Lagniappe: an unserious blog
The economics of topless acrobats
The girlfriend wanted to take me to a show while we were in Las Vegas, and we agreed upon Cirque du Soleil. But they had substantial brand extensions in the last few years: which one would we attend?

"I looked at all four. I think the one with the synchronized swimmers sounds least appealing. Are you in the mood for an 'adult-themed' performance?" she wrote.

I'd been to two Cirque du Soleil performances, one in Chicago as a summer associate in 1993, and to "Mystere" in Las Vegas in 2001, and enjoyed them both, so I was up for any of the four. "Zumanity" was the one playing and readily available that weekend, so "erotic circus" it was.

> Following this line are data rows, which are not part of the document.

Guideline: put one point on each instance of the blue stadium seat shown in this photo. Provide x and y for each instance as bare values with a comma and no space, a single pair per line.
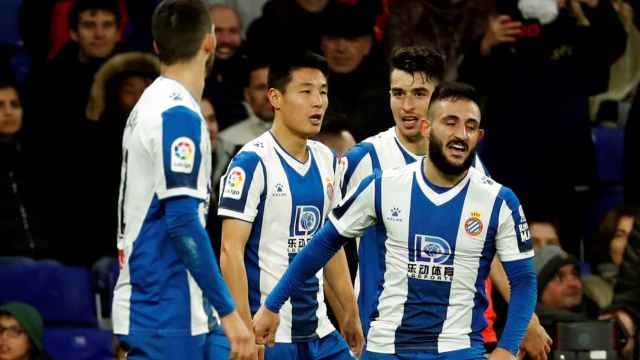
609,148
78,343
62,294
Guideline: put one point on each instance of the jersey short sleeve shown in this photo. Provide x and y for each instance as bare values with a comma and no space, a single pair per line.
357,211
513,240
242,187
355,166
177,152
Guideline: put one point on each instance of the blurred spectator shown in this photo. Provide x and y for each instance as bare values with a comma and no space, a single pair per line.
444,25
287,26
248,10
21,333
56,107
358,84
612,240
625,73
19,220
222,152
560,292
117,87
540,72
626,297
225,83
67,79
632,138
543,233
257,105
334,135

Alas, it sucked. And not in a good way. It wasn't that it was offensive, though it probably was; it was that it was boring. The speechless mimes and wordless music of other Soleils were replaced with puerile and predictable patter and insipid lyrics. To work, the unfunny comedy required much more alcohol than we had drank. Performances needed to be shoe-horned into the "erotic" theme, which was limiting, and rarely in a good way. And the performances simply weren't that enthralling. Fortunately, Slim was the first to make the decision that we should walk out in the middle, so I wasn't the one who looked like a fuddy-duddy. If I hadn't walked over to a blackjack table and won $500, the entire visit to the New York, New York casino would've been shot.

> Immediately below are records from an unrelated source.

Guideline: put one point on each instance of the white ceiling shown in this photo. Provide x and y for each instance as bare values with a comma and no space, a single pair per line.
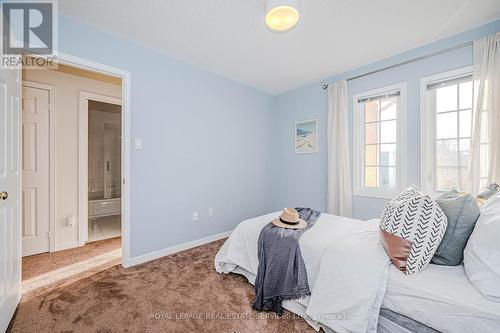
228,37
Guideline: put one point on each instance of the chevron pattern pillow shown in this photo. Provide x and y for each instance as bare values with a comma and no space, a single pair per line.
412,226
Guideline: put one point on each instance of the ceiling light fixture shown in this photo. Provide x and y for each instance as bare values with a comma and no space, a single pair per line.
282,15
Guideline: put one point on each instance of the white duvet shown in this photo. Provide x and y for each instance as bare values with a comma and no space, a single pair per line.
347,269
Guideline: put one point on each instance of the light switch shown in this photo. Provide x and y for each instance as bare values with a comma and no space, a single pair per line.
138,143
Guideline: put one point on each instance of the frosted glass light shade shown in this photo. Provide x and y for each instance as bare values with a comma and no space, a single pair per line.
282,15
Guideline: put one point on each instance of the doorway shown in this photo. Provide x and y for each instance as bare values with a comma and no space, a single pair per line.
104,169
11,209
62,248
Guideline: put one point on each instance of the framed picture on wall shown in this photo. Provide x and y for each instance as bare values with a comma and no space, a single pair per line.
306,136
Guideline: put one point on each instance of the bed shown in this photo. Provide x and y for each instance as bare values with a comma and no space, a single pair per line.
438,299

In retrospect, there were sound economic reasons why it was inevitable that "Zumanity" would not live up to previous Cirque du Soleil performances.

Imagine the supply and demand curves for circus performers. They're not quite fungible; there's a cardinal ranking out there. But the circus offers an employment package, and that price—reflecting wages, benefits, and working environment—attracts a certain level of quality.

Now the vendor is running an "adult-themed" circus. Working blue—and scantily clad or nude—is a definite change in working conditions. Some performers won't do it at any price. Others will demand a premium. (For an entertaining dramatization of this negotiation, see State and Main. A so-so movie, but it has my favorite non-Lionel-Hutz attorney character of all time, David Paymer as Marty Rossen.) The circus has a choice. It can pay a premium, and try to recoup through higher ticket prices. Unfortunately, making the circus adult-themed does limit the audience. While Las Vegas is generally adult-themed, some people are okay with alcohol and gambling, but not eroticism; and some people do bring their kids to other Soleil shows at the occasional casino that still encourages family visits. So the reduced demand prevents recouping a premium through higher ticket prices. (And, indeed, Zumanity prices were lower than those of other circuses in town, which also should've been a tip-off.) The alternative, then, is to throw a wider net into the talent pool to include lower-quality performers. And lower-quality performers were what we got.

There were exceptions. Some performers had sufficient bargaining leverage to negotiate nudity riders, and it wasn't coincidental that those were the most interesting acts: a conventionally-dressed-for-a-circus woman did impressive acrobatics and spun multiple hula-hoops while swinging from a rope in mid-air; a body-suited woman's gymnastic dance with a male partner would've been entertaining if not accompanied by a wretched ballad. But the topless dancers' performances were strictly meh, even when they were mid-air. (I was awfully curious what the intermediate talent was of the one chorus-girl who had successfully negotiated for spangly pasties, but not a full top, but we left before we found out.)